Ekmek, toprak ve sevgi arınsın kandan.”
S. Sezer
Yazar Olacağım
Kars’tan geldik ağabey. Gelmez olaydık. Bizimkiler, kentin taşı toprağı altın, derlerdi. Başımıza bu iş gelince, biz de… Ben o zaman çocuktum. Aklım ermezdi. Gerçekten altın sanırdım. Oturur uzun uzun düş kurardım. Altından evler düşünürdüm. Nerde?.. Altın bir yana, toprak bile yok. Her yan boz beton. Birbirinin önünü kesen, gölgeleyen, üstten bakan yapılar. Uzak uzak dağlar. Silik soluk, tozlanmış otlaklar. Diriliğini yitirmiş, örselenmiş, pörsümüş çiçekler… Bizim ora insanının gururu, onuru kendinden büyüktür. Aç kalsın, susuz kalsın, acı çeksin, işkence görsün; ama onuruna dokunulmasın, aşağılanmasın. İşte o zaman gözü kararır. Başına iş açar. Bizimki de o hesap… Aslında hepsi yokluktan, yoksulluktan. Bilgisizlikten, işsizlikten.
Aşsız, işsiz insan ne yapar ağabey? Ninem, zenginlik seviştirir, yoksulluk dövüştürür, der. Boş duran insan, boşa düşer. Düşünür kara kara. En küçük bir sözü, yan bakışı sorun yapar. Büyütür de büyütür. Babam içeri düşünce annem toplayıp geldi bizi. Su değerine verdik elimizdekileri. Alıp başımızı… Bir yıl ne yapacağımızı bilemedik. Çevreyi bilmiyoruz, kimseyi tanımıyoruz. Hazıra dağ olsa dayanmaz, derler. Biz de bir süre sonra… Annem oturdu ağladı. – Eşek kadar adam oldunuz, gidin çalışın, dedi. Çalışalım dedik. Nerede, nasıl? Ha deyince iş mi var? Bir tanıdığın aracılığıyla bulaşıkçı girdim. Nasıl tutulur, nasıl yapılır bilemiyordum. Kırdım döktüm bir süre. Kızdılar, aşağıladılar. Haftalığımdan kestiler.

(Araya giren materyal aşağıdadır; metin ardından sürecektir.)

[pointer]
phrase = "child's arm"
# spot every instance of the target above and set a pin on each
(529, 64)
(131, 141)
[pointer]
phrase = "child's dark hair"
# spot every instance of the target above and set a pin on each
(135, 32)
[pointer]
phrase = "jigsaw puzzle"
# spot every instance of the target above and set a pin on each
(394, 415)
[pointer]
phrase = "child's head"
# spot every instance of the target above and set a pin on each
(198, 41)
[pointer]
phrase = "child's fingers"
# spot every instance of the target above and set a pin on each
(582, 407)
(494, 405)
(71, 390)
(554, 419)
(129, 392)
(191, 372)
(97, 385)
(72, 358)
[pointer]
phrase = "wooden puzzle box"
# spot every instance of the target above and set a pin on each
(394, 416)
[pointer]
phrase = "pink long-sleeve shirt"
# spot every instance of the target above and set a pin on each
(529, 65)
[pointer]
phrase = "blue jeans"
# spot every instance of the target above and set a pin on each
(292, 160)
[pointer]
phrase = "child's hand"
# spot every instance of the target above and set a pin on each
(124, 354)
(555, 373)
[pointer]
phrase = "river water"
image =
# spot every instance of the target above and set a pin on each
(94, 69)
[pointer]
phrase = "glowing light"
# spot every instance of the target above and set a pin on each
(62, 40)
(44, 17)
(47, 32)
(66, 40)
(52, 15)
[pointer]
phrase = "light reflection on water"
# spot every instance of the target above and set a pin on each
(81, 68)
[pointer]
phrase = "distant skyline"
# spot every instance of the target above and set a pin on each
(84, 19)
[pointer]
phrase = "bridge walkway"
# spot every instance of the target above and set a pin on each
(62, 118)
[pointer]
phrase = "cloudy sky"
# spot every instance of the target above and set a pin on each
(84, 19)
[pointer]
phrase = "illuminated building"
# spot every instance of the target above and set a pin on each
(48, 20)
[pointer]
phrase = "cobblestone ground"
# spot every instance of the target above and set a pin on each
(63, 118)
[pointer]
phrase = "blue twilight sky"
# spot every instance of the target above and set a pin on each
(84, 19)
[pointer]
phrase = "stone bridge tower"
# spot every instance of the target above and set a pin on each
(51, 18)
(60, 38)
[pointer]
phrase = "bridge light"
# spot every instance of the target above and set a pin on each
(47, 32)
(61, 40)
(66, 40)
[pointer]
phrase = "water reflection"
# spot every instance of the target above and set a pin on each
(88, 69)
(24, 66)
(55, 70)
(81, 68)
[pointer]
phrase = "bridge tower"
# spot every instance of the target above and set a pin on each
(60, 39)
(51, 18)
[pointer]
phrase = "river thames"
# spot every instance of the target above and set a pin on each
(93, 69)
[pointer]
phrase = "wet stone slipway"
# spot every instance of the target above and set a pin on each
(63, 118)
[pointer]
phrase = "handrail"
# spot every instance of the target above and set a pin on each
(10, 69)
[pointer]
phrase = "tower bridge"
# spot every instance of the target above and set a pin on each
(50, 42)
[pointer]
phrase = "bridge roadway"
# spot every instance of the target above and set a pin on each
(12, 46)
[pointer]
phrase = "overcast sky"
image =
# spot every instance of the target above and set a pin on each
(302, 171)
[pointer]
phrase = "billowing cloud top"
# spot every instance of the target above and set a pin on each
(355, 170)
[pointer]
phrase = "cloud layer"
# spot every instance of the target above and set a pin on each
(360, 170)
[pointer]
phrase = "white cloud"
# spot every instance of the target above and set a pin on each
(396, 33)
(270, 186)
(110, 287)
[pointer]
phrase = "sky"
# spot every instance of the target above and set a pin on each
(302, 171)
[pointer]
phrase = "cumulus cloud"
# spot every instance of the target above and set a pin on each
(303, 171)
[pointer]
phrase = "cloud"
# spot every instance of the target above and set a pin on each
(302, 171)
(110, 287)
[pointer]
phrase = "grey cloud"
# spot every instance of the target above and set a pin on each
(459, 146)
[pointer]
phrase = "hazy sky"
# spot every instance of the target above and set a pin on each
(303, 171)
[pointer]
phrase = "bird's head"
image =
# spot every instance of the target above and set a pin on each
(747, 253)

Burada yaşamak, ortama uymak, uyum sağlamak zor. Küçümseyip itiyorlar. Olmadık şeyler söylüyorlar. Bak ağabey. Ben ortaokuldan ayrıldım. Derslerim çok iyiydi. Öğretmenlerim severdi. Birçok şeyi onlardan iyi biliyorum. Okulu bıraktım; ama okumayı bırakmadım. Haftalığımın bir bölümüyle kitap alıyorum. Kızıyor annem. Siz kazandıklarınızı ya kâğıda ya çaputa veriyorsunuz, der. O nedenle gizli saklı okuyorum. Öğretmenim sağ olsun! Okumayı sevdirmese… Ne zaman sıkılsam, ne zaman içim daralsa okuyorum. Ne anlıyorsun bu kitaplardan, diyorlar. Bunlar karın doyurmaz. Gözlerine yazık… Ne yapsınlar, okumamışlar. Okumanın tadını bilmiyorlar.
Kimseye söylemedim. Bir size söylüyorum. Siz anlarsınız beni. Okumuş yazmış adamsınız. İleride yazmayı düşünüyorum. Yazar olmayı yani… Bu arada bir sürü arkadaş edindim. Sizden iyi olmasınlar çok iyiler. Herkesin bir beklentisi, bir tutkusu var. Kimi futbolcu olmak istiyor, kimi oyuncu, kimi… Patron olup patronun işini elinden almak isteyenler bile var. Düş işte… Benimki düş değil. Benimki uzun ince bir yol. Hemen varılmayacağını, gidip de dönülmeyeceğini biliyorum. Bağışla ağabey, başını ağrıtıyorum. Nereden nereye… İşimi anlatıyordum, koyup yazarlığa geldim. Okumak, yazmak bir tutku bende. Ayrımında olmadan dönüp dolanıp oraya geliyorum. Hep dürtüyor içimden. Okumadan edemiyorum. Her zaman kitabım yanımdadır, nereye gitsem oraya…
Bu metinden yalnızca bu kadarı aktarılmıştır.